Come CC with GG
Updated: Mar 21, 2022
I woke up this morning at 3am... my love affair with jet lag grows stronger.
All was good though. I showered. I wrote. I wandered around the gardens. I ate... The lady of the house made me breakfast and ended up sitting down, chatting with me until my ride appeared. She, along with her husband, moved over from Belgium 13 months ago. They decided to sell their house and their business, quit their incessant jobs and permanently removed themselves from the stress & hustle bustle of city life. They bid their friends farewell and took off to live the remainder of their lives blissfully happy on the Garden Route of South Africa.
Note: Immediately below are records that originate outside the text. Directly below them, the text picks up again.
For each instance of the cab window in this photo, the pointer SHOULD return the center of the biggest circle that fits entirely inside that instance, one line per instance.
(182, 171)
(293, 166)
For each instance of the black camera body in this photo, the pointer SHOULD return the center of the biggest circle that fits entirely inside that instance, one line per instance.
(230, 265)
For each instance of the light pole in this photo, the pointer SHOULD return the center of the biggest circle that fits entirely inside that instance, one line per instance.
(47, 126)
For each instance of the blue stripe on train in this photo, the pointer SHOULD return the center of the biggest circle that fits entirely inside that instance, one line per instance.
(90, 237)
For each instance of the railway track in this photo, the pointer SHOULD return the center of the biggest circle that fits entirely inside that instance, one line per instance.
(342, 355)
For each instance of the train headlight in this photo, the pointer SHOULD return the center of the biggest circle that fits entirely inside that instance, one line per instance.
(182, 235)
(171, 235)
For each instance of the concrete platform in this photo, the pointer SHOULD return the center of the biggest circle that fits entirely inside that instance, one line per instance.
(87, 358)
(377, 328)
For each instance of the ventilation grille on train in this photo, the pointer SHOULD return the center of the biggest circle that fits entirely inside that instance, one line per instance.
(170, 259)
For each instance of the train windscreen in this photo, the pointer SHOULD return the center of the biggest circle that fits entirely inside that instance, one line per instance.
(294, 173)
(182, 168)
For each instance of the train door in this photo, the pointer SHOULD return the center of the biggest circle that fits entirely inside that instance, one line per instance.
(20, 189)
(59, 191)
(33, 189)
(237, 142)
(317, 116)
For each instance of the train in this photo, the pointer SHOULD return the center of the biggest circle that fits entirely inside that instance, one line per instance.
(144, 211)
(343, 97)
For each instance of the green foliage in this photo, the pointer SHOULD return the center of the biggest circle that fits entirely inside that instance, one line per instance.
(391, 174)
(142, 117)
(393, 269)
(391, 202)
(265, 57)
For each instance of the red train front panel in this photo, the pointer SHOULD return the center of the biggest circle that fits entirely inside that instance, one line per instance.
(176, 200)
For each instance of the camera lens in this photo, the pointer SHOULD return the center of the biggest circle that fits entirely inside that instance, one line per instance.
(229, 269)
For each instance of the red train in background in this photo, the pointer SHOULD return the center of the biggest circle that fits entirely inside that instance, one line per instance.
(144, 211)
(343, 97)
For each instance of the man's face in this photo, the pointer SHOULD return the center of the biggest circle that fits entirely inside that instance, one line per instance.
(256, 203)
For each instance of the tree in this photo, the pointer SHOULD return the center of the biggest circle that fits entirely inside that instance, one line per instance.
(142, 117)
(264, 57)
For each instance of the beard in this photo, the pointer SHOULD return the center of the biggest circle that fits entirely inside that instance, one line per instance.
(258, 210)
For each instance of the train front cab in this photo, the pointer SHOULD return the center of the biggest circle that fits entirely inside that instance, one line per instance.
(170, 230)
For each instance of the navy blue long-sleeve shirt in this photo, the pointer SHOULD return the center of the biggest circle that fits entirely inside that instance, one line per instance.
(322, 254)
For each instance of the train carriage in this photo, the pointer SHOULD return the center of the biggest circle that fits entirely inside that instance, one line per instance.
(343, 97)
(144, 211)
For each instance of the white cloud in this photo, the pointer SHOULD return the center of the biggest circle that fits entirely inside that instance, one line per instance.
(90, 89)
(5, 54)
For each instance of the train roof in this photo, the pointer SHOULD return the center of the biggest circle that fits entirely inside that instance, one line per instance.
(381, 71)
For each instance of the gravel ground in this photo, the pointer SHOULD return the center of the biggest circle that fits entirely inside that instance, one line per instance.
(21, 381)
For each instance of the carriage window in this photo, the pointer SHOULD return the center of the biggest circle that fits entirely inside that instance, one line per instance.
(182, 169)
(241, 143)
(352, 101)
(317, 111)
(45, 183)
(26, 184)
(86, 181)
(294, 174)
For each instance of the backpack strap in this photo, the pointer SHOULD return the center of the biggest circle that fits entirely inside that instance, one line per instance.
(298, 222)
Regrets?
They set their sights on this beautiful historic home and turned it in to their own B&B... and are just now getting grounded, making friends and beginning to call living in paradise, home.
I was overwhelmed with both joy and jealousy at their story. They are an authentic inspiration to anyone that thinks their dreams are unreachable. Garden Route Safari Route Tour... take 2...
The Drive. The Outiniqua Mountains
“Outeniqua” is said to be derived from a Khoikhoi tribe that once lived in the mountains. It means “they who bear honey.”
The drive remains as is. Life threatening and terrifying. GG takes the roads Mach II with his hair on fire. There are some serious road rage issues displayed on a regular basis and continual expressions of anger and/or disbelief at every driver and vehicle on the road. Granted... he still continues to insist that we all buckle up whenever he is about to turn the key in the ignitiation... and the German lady still refuses to put safety first.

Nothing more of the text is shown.